Ultraviolet radiation and health
What is UV radiation?
Everyone is exposed to UV radiation from the sun and an increasing number of people are exposed to artificial sources used in industry, commerce and recreation. Emissions from the sun include visible light, heat and UV radiation.
The UV region covers the wavelength range 100-400 nm and is divided into three bands:
- UVA (315-400 nm)
- UVB (280-315 nm)
- UVC (100-280 nm).
As sunlight passes through the atmosphere, all UVC and approximately 90% of UVB radiation is absorbed by ozone, water vapour, oxygen and carbon dioxide. UVA radiation is less affected by the atmosphere. Therefore, the UV radiation reaching the Earth’s surface is largely composed of UVA with a small UVB component.
Environmental factors that influence the UV level
- Sun height—the higher the sun in the sky, the higher the UV radiation level. Thus UV radiation varies with time of day and time of year, with maximum levels occurring when the sun is at its maximum elevation, at around midday (solar noon) during the summer months.
- Latitude—the closer the equator, the higher the UV radiation levels.
- Cloud cover— UV radiation levels are highest under cloudless skies. Even with cloud cover, UV radiation levels can be high due to the scattering of UV radiation by water molecules and fine particles in the atmosphere.
- Altitude—at higher altitudes, a thinner atmosphere filters less UV radiation. With every 1000 metres increase in altitude, UV levels increase by 10% to 12%.

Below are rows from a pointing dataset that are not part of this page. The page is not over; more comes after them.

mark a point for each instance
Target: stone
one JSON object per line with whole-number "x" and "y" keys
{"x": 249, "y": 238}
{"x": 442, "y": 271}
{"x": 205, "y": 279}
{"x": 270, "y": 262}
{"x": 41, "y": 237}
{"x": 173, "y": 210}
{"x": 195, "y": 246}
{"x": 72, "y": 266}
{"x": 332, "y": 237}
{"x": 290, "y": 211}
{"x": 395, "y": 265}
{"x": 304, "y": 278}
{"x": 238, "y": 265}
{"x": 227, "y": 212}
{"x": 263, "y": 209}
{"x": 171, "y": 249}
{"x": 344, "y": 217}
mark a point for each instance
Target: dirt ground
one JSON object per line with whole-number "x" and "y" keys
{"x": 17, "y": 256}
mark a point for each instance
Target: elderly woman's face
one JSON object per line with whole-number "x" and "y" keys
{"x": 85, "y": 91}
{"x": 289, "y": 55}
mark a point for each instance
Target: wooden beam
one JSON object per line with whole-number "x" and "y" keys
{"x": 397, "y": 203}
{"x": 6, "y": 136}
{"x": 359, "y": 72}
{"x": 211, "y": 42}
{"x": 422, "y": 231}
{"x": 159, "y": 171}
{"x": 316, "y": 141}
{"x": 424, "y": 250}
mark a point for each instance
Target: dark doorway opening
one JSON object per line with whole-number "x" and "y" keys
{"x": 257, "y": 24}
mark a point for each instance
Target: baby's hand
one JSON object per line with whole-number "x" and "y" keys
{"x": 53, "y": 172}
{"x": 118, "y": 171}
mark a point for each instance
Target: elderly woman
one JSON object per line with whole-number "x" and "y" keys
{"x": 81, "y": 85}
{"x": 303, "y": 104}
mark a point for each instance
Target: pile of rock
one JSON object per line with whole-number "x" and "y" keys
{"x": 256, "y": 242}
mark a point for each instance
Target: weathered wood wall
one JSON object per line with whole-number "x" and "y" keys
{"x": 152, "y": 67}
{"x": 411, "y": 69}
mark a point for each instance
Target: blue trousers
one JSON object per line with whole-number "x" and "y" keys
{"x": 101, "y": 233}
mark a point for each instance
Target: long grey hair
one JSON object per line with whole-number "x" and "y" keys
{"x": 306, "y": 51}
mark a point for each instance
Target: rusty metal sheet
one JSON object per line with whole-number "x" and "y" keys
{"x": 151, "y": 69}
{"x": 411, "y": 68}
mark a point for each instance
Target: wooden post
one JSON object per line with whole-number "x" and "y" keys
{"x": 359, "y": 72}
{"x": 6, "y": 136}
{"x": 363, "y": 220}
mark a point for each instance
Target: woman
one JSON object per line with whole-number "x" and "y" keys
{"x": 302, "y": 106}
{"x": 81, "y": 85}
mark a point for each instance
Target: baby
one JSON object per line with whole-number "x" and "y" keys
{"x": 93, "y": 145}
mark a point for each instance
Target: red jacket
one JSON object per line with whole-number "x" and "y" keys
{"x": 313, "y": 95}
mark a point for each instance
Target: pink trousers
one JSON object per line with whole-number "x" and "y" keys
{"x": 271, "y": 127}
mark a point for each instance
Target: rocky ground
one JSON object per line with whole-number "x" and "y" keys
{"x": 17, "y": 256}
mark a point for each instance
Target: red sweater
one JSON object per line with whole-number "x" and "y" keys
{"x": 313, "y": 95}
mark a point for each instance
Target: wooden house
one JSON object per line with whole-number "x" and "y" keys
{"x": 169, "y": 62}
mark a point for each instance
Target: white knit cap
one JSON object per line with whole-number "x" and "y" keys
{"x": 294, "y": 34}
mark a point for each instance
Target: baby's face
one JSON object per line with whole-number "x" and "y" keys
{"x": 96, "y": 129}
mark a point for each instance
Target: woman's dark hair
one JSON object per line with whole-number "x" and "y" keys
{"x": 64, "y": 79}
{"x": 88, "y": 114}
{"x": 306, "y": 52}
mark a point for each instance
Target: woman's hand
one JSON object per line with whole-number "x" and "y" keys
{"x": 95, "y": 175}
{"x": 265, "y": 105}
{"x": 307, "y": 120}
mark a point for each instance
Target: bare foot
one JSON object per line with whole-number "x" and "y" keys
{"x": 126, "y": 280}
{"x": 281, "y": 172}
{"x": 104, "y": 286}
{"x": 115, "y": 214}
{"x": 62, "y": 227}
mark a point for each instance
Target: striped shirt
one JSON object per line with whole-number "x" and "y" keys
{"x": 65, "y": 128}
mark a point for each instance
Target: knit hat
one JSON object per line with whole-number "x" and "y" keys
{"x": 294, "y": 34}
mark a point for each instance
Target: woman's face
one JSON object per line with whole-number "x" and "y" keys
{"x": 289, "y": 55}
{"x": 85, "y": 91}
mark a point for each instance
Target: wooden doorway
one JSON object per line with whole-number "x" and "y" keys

- Ozone—ozone absorbs some of the UV radiation that would otherwise reach the Earth’s surface. Ozone levels vary over the year and even across the day.
- Ground reflection—UV radiation is reflected or scattered to varying extents by different surfaces, e.g. snow can reflect as much as 80% of UV radiation, dry beach sand about 15%, and sea foam about 25%.
Ozone depletion and UV-related health effects
Depletion of the ozone layer is likely to aggravate existing health effects caused by exposure to UV radiation, as stratospheric ozone is a particularly effective UV radiation absorber. As the ozone layer becomes thinner, the protective filter provided by the atmosphere is progressively reduced. Consequently, human beings and the environment are exposed to higher UV radiation levels, and especially higher UVB levels that have the greatest impact on human health, animals, marine organisms and plant life.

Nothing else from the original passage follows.